L'uomo, un cittadino tedesco dell'età di quarant'anni, era passato a miglior vita soffocato da un paio di mutande commestibili che si era premurato di fare indossare all'amante. Durante l'amplesso, il poveretto, aveva inghiottito i lembi del tessuto, mangereccio, nutrendosene avidamente, mordicchiando le mutande, un pezzetto per volta, mentre era impegnato nel sommergere di baci e carezze il pube della donna.

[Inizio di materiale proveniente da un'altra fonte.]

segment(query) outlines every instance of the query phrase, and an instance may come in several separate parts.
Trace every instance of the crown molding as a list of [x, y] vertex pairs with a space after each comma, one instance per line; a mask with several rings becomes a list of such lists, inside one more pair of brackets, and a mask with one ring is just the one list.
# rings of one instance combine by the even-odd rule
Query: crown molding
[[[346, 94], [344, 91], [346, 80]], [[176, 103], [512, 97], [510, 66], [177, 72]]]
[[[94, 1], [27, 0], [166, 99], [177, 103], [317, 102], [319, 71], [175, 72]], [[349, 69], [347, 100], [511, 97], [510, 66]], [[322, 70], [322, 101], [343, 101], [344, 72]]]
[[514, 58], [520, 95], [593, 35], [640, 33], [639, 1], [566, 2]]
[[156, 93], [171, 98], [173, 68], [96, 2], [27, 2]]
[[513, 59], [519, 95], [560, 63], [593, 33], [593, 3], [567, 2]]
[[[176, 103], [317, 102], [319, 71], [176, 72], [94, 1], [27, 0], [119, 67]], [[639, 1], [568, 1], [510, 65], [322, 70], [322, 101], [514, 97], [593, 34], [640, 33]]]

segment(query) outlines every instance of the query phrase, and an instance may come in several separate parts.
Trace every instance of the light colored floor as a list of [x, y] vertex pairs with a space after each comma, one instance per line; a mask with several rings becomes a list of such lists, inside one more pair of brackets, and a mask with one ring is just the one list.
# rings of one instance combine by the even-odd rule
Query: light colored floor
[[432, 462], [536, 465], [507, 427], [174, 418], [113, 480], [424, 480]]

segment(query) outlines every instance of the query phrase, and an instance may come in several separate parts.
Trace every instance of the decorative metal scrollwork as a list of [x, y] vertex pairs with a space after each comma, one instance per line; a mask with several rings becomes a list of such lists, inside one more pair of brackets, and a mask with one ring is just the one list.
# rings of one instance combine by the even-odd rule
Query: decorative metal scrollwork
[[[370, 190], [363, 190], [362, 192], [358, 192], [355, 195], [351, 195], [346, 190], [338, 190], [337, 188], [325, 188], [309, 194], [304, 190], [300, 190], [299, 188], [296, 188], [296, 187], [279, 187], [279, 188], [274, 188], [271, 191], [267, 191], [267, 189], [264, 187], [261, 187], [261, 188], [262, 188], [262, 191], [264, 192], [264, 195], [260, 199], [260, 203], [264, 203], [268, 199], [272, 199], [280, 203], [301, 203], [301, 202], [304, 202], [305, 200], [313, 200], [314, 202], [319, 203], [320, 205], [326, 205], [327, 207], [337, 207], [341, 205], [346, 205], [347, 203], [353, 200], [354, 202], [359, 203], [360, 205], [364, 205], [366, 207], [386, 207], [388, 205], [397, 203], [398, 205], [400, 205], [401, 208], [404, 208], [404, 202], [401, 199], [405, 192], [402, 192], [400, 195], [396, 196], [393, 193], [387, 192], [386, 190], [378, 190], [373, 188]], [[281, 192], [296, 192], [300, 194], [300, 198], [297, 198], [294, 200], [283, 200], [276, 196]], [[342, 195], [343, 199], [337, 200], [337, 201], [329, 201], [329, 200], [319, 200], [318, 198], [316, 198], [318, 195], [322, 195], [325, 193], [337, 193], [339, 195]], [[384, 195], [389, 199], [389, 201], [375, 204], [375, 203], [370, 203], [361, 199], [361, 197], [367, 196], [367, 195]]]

Prima dello sfortunato episodio l'uomo aveva già avuto modo di assaporare altri campioni di mutande commestibili senza incappare in nessun inconveniente, ma stavolta, all'apice dell'eccitazione e in affanno col respiro, un frammento di tessuto, anziché prendere la via dell'esofago, aveva seguito la direttrice della trachea soffocandolo.
A nulla erano servite le urla disperate della donna che si era ritrovata il viso sgomento del compagno, ormai cianotico, sopra di sé, senza sapere cosa fare per soccorrerlo.
* * *

Camminavo spedito sul marciapiede diretto verso casa con il pensiero alle mutande commestibili senza occuparmi di ciò che mi stava d'intorno. Avevo letto con curiosità l'articolo apparso nelle pagine di cronaca del Corriere della Sera a proposito della disavventura capitata al cittadino tedesco, ed ero rimasto sorpreso nell'apprendere dell'esistenza di questo particolare tipo di lingeria femminile. Dinanzi a una bottega di biancheria e indumenti intimi femminili, considerai l'idea di fare visita ad un porno shop e procuramene un paio. Mi sarebbe piaciuto assaggiarle, magari prestando attenzione a non ingozzarmi com'era accaduto al cittadino tedesco.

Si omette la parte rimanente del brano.